ECOD: An Evolutionary Classification of Protein DomainsHua Cheng, R. Dustin Schaeffer, Yuxing Liao et al.|PLoS Computational Biology|2014 Understanding the evolution of a protein, including both close and distant relationships, often reveals insight into its structure and function. Fast and easy access to such up-to-date information facilitates research. We have developed a hierarchical evolutionary classification of all proteins with experimentally determined spatial structures, and presented it as an interactive and updatable online database. ECOD (Evolutionary Classification of protein Domains) is distinct from other structural classifications in that it groups domains primarily by evolutionary relationships (homology), rather than topology (or "fold"). This distinction highlights cases of homology between domains of differing topology to aid in understanding of protein structure evolution. ECOD uniquely emphasizes distantly related homologs that are difficult to detect, and thus catalogs the largest number of evolutionary links among structural domain classifications. Placing distant homologs together underscores the ancestral similarities of these proteins and draws attention to the most important regions of sequence and structure, as well as conserved functional sites. ECOD also recognizes closer sequence-based relationships between protein domains.
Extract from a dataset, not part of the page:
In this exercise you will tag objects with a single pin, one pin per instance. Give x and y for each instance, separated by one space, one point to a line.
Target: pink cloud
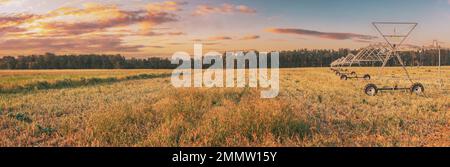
318 34
250 37
202 10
Currently, approximately 100,000 protein structures are classified in ECOD into 9,000 sequence families clustered into close to 2,000 evolutionary groups. The classification is assisted by an automated pipeline that quickly and consistently classifies weekly releases of PDB structures and allows for continual updates. This synchronization with PDB uniquely distinguishes ECOD among all protein classifications. Finally, we present several case studies of homologous proteins not recorded in other classifications, illustrating the potential of how ECOD can be used to further biological and evolutionary studies.